The presentation includes forward looking statements within the meaning of the Exchange Act, the Securities Act of 1933, as amended, and the rules under each of those statutes. Please refer to the second page of the presentation, which includes a list of factors that could cause the Company to fall short of the expectations set forth therein. A more complete discussion of these and other relevant risks is set forth in the Company's most recent Annual Report on Form 10-K for the fiscal year ended December 31, 2016; its most recent Quarterly Report on Form 10-Q; and other filings of HMST made from time to time with the Securities and Exchange Commission. The sections of these reports entitled “Risk Factors” describes the facts, circumstances, conditions and risks that may cause us to deviate from the expectations set forth in this presentation.

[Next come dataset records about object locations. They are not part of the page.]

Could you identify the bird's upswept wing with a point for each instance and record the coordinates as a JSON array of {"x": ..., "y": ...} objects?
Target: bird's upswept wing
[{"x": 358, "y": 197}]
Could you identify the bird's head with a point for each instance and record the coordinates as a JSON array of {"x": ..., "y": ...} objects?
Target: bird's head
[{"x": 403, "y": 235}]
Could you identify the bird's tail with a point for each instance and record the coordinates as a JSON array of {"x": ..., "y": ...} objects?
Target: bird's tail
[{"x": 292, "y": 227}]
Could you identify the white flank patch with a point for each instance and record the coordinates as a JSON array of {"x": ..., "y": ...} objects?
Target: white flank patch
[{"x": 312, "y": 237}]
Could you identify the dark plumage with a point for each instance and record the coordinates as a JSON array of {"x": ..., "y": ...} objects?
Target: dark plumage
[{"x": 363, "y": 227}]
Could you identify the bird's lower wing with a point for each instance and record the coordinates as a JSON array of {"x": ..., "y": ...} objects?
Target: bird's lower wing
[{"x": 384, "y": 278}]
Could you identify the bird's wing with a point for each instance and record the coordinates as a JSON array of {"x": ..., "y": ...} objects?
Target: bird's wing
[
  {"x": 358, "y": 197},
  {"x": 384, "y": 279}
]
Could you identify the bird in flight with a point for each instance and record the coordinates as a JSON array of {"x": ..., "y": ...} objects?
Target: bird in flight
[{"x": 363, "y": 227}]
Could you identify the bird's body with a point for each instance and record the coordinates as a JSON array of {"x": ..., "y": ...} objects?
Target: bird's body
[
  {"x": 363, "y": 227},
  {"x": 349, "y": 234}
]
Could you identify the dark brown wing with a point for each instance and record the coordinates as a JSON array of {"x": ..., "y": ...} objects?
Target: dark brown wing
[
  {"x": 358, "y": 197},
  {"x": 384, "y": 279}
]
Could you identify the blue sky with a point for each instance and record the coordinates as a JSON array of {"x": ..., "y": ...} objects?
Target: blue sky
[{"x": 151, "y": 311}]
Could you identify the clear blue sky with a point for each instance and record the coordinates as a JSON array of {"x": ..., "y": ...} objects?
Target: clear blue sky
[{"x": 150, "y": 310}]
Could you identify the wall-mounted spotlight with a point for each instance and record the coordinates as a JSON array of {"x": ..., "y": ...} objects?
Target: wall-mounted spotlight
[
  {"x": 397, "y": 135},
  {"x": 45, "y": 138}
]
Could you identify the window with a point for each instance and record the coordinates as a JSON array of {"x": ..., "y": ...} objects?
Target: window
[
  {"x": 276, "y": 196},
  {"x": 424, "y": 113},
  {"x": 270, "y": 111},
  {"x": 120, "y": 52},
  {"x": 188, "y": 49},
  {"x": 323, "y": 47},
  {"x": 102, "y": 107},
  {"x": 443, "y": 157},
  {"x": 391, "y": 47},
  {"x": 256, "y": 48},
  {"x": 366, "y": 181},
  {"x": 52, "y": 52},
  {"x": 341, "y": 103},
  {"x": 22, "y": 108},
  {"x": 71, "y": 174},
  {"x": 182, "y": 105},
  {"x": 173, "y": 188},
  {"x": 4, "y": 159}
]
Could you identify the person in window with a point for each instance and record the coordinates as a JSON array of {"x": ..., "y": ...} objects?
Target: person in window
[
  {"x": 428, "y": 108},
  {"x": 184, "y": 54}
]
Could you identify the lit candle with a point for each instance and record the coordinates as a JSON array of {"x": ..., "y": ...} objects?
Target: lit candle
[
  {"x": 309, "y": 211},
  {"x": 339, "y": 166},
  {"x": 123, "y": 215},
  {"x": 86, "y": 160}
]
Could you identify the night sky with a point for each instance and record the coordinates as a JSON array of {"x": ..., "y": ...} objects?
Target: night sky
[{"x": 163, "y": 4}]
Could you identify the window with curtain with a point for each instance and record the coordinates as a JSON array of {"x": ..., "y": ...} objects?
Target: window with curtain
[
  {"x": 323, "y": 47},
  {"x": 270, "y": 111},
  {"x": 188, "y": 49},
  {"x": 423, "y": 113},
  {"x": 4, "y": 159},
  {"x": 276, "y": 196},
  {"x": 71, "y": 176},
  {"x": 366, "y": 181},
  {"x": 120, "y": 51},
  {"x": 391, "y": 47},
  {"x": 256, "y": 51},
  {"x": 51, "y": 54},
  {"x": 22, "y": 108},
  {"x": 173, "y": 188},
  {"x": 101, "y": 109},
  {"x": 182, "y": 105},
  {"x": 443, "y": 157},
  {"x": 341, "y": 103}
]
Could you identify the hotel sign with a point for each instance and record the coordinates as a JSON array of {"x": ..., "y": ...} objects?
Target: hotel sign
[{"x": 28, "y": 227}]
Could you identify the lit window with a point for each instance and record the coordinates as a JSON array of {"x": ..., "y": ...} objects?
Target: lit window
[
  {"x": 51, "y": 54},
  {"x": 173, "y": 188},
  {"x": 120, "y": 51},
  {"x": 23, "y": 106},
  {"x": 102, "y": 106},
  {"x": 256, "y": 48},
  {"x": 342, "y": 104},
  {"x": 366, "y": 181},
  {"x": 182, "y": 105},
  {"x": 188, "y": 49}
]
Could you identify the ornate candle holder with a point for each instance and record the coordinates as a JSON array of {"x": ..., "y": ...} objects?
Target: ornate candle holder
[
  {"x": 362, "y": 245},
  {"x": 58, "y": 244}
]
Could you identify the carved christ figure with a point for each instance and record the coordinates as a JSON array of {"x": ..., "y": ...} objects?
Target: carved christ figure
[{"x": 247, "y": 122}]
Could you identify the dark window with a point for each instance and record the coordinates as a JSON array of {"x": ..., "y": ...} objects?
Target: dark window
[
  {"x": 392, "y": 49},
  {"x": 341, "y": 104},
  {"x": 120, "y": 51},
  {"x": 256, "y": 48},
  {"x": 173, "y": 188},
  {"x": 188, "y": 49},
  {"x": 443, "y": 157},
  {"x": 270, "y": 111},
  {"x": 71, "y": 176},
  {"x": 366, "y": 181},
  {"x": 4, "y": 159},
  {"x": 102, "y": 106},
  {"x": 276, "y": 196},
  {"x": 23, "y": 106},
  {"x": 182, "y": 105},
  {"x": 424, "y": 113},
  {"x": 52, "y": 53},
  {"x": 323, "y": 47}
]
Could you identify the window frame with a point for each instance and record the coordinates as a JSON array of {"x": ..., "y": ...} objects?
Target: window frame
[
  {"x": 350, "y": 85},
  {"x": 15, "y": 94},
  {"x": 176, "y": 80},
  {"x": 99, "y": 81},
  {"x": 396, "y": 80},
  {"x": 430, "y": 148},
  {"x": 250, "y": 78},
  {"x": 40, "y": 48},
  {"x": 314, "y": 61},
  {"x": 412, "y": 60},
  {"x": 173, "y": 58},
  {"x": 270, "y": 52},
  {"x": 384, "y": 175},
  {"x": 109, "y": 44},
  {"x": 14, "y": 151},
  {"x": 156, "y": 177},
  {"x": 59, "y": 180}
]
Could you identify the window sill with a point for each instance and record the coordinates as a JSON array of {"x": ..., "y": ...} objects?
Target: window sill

Important Additional Information
HMST, its directors and certain of its executive officers are participants in the solicitation of proxies from the Company’s shareholders in connection with the Company’s 2018 Annual Meeting of Shareholders. The Company intends to file a proxy statement and white proxy card with the U.S. Securities and Exchange Commission (the “SEC”) in connection with any such solicitation of proxies from the Company’s shareholders. SHAREHOLDERS OF THE COMPANY ARE STRONGLY ENCOURAGED TO READ SUCH PROXY STATEMENT, ACCOMPANYING WHITE PROXY CARD AND ALL OTHER DOCUMENTS FILED WITH THE SEC CAREFULLY AND IN THEIR ENTIRETY WHEN THEY BECOME AVAILABLE AS THEY WILL CONTAIN IMPORTANT INFORMATION. Exhibit 99.2 of the Company's Current Report on Form 8-K filed with the SEC on January 25, 2018 ("Exhibit 99.2") contains information regarding the direct and indirect interest, by securities holdings or otherwise, of the Company’s directors and executive officers in the Company's securities. In the event that the holdings of the Company's securities change from the amounts provided in Exhibit 99.2, such changes will be set forth in SEC filings on Forms 3, 4 and 5, which can be found through the Company’s website at www.homestreet.com in the section “Investor Relations” or through the SEC’s website at www.sec.gov. Information can also be found





in the Company’s other SEC filings, including the Company’s definitive proxy statement for the 2017 annual meeting of shareholders and its Annual Report on Form 10-K for the fiscal year ended December 31, 2016. Updated information regarding the identity of potential participants, and their direct or indirect interests, by security holdings or otherwise, will be set forth in the Company’s definitive proxy statement and other materials to be filed with the SEC in connection with the 2018 annual meeting of shareholders. Shareholders will be able to obtain any proxy statement, any amendments or supplements to the proxy statement and other documents filed by the Company with the SEC at no charge at the SEC’s website at www.sec.gov. Copies will also be available at no charge at the Company’s website at www.homestreet.com in the section “Investor Relations.”